Royce is a semi-retired magazine photographer who has been capturing nightscapes for three decades. His photographs have appeared in National Geographic, Smithsonian, Reader’s Digest and American Photo, among others. His lecture tour is in advance of his upcoming ebook “Milky Way Nightscapes, A Guide to Photographing the Starry Night Sky.” Can’t make the lecture? You can order an advance copy of his ebook this month at a discounted price by sending him an email. Details are at the ebook link.
Hope to see you Friday!
My intention this morning was to get a lot of work done. Instead, I sat down at the computer and played with Photoshop. I long have wanted to learn how to create the tilt-shift look in Photoshop. You know the look, that of a miniature toy town or city. So instead of working, I asked Mr. Google how to do it, and he directed to a tutorial by Denise Lu. It is quite easy.

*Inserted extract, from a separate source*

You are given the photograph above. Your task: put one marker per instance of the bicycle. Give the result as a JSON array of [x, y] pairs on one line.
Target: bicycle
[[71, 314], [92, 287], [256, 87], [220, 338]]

1. Pick a photo. It seems to work best with a wide view, taken from a high angle so you are looking downward on the scene. Two of the images here were taken from the Smith Tower in Seattle and the third from the Eiffel Tower in Paris.
2. Open the photo in Photoshop and create a duplicate layer so you are not working on the background layer.
3. Enter the Quick Mask Mode (the shortcut is the Q key) and select the Gradient tool. With the gradient tool, select the reflected gradient (the 4th mode over on the gradient tool bar).
4. Draw a gradient starting in the area you want to be in focus and extending to the area out of focus. You can hold the Shift key down to make sure your gradient is straight. A mask (default color red) will appear on the screen showing the area to be in focus. You will likely have to play around with it to get a mask exactly where you want it.
5. Exit the Quick Mask Mode (hit the Q key again) and from the filter pull-down menu select the Lens Blur filter.
6. Pick a radius of somewhere between 20 and 40, at least those are the values I used. The Lens Blur filter screen will let you preview the results.
7. Consider adding saturation with a Hue/Saturation adjustment layer and extra contrast with a Levels or Curves adjustment layer to make the result look for toy-like.
And that’s it! The hardest part is getting the gradient in the proper place. If you have a building sticking out of the in-focus area, such as in my image of Paris here, you can use other selection tools to de-select that portion of the building after leaving the Quick Mask Mode but before applying the Lens Blur filter.